He had nearly answered… and nearly became a hypocrite as a result. He understood the compulsion of wanting to get one last shot in at your opponent in their last moments now, especially now that he understood that death wasn't even real at all. That they would just stew in that knowledge for eternity, after being relocated to the other world.

He couldn't fault Piccolo for it anymore. Well he could, but he understood why, now. So he was pretty sure he had number two crossed out.

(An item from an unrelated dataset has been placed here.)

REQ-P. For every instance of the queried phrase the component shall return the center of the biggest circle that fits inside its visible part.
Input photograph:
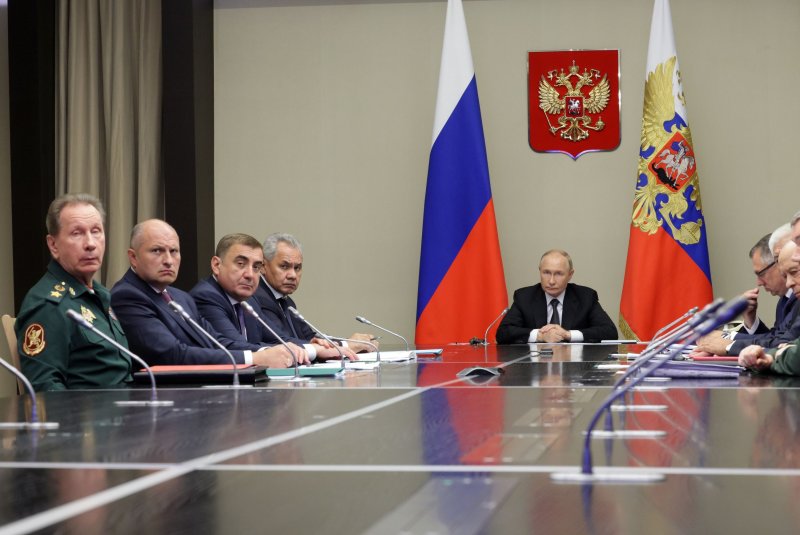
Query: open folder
(697, 370)
(203, 374)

Number three had been about why he knew Piccolo had told Raditz at all. What was up with his ridiculously vivid dreams? Were they even dreams?

It was possible, now that he had thought about it for a while, that Piccolo hadn't even told Raditz at all. Dreams were after all, pretty bad sources of objective information.

But everything he had been told, had fit. And that dream with those two saiyans had been absurdly realistic. It still messed him up a bit whenever he thought back on it.

The number of things that had to have happened in succession by coincidence for him to be able to write that off as just a dream were mind boggling.

And if it wasn't a dream, he had bigger problems than the saiyans on their way, he was pretty sure. People fast enough to circumnavigate the globe nearly instantly like that were dangerous, to say the least.

So, number three on his list was basically an explanation for all of the various dreams he had had. Why did he have them? Was the information he had learned from them, accurate? And why did he stop having them?

It was as if that forest he used to live in, had been just this magical place out in the wild that induced them. He had had two different ones in just a few weeks out there.

His first one being that one on his first day. That was the one he had had about Piccolo, and about finding the strength to survive on his own.

The closest thing he had had since, other than his saiyan dream, had been that weird hallucination with the puzzle pieces the day he had been nearly eaten by that dinosaur.

What did they mean? How did they occur? That was number three.

Number four was all about the first of the two confusing explosions on his list, the one where he had woken up naked in that crater. The place where his old cave had been.

The place had been absolutely devastated. Craters were everywhere, and there had been so many that he had thought that some military organization had initiated a bombing run, or a weapon test.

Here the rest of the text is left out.